New hirers and locks

Published: Thursday, 25 August 2011

I READ with, absolute agreement, the comments in Richard Swan article (Loopy Learners) little knowing that by the end of the day we would have some first-hand experience of new hirers having problems at the first locks they encountered, writes contributor Roger Olver.

The event required attendance from British Waterways staff to refill the pound between a flight of three locks which had been emptied by the crew of a hire boat due to their lack of understanding in how to operate a lock.

Almost no tuition

I did actually meet the hirers as they were halted in the bottom of a lock (while British Waterways went about putting things right) and it would appear that they had had almost no tuition, apparently shown a diagram of a lock and a brief discussion of the workings. By all accounts they didn't understand the instruction they were given as they were all too glad to admit.

The British Waterways guy was really helpful and very quickly sorted the problem out. He did mention to the culprits that in this instance they had only wasted water down the by-washes, had it been at another place on the system they could have flooded houses.

Completely clueless

Descending the locks, when the water levels made transit possible, we met another crew from the same hire company and they were also completely clueless as to the procedure of safely negotiating locks.

So, this was going to set the scene for me to get up on my soap box and berate every hire company in the land at their lack of duty of care to their hirers etc. etc. (well not quite, but you get the drift) had it not been for the very informative insight by Linda Andrews from Cheshire Cat Narrowboat Holidays (Lock working for hirers).

Location of hire company

So this got me thinking in a more balanced way, analysing the location of the hire company involved today and the proximity of the first lock, in one direction and then the other.

The lock to the South of the hire base, which I think they should be using for tuition, is about 1.5 miles away. It is a stop lock of probably six inches rise, but immensely superior to a diagram.

Other locks North of the hire company would be 25 miles and 38 miles respectively, though I would have a serious wager that 90% of their traffic is South.

Not viable

So from starting off the day fully agreeing with Richard, we have been affected by the lack of tuition he was highlighting but I now cannot agree with him. Taking every novice hirer through a lock is definitely not always a viable proposition as Linda pointed out.

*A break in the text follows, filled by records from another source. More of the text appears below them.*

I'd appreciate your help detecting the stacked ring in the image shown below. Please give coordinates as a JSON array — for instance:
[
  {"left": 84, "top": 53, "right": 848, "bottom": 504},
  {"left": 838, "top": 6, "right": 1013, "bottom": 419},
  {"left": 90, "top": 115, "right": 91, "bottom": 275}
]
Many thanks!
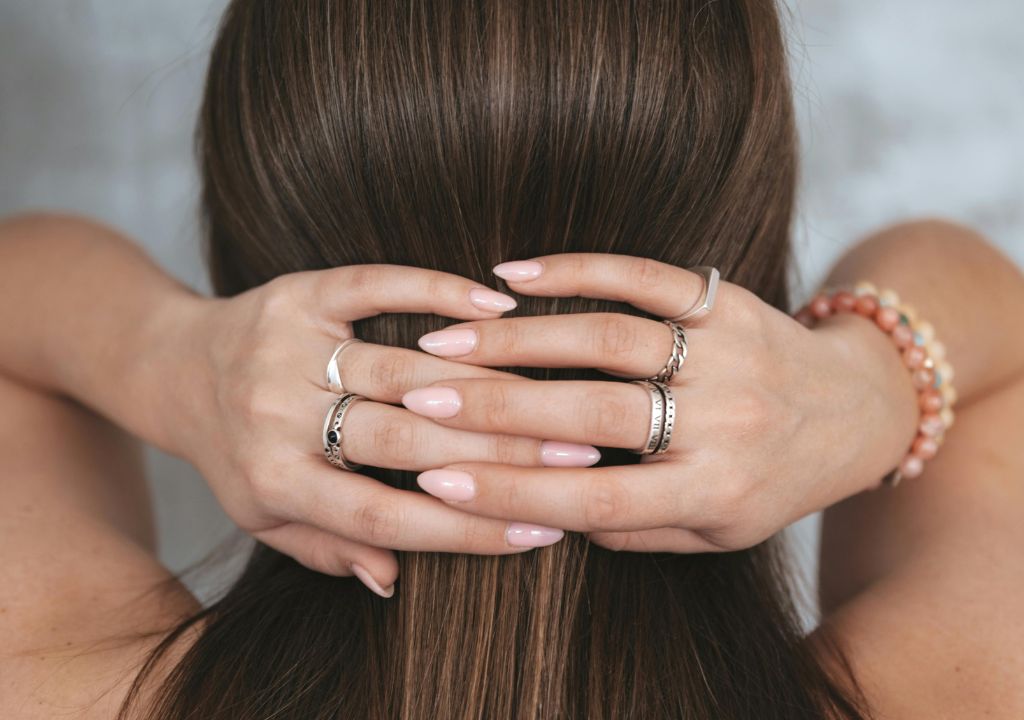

Many hire operators are members the Association of Pleasure Craft Operators (APCO) http://www.apco.org.uk/. This member body lays down hand-over procedures and apparently checks the hire companies adhere to the requirements.

Today's hirers incident company are members!

Simple solution

There is of course a very simple solution to this problem, all the hire operators get together and commission Nintendo to produce a handover program for their Wii console !

Or better still get APCO to pay for it, possibly a better way of using members' money and it would ensure they all could comply!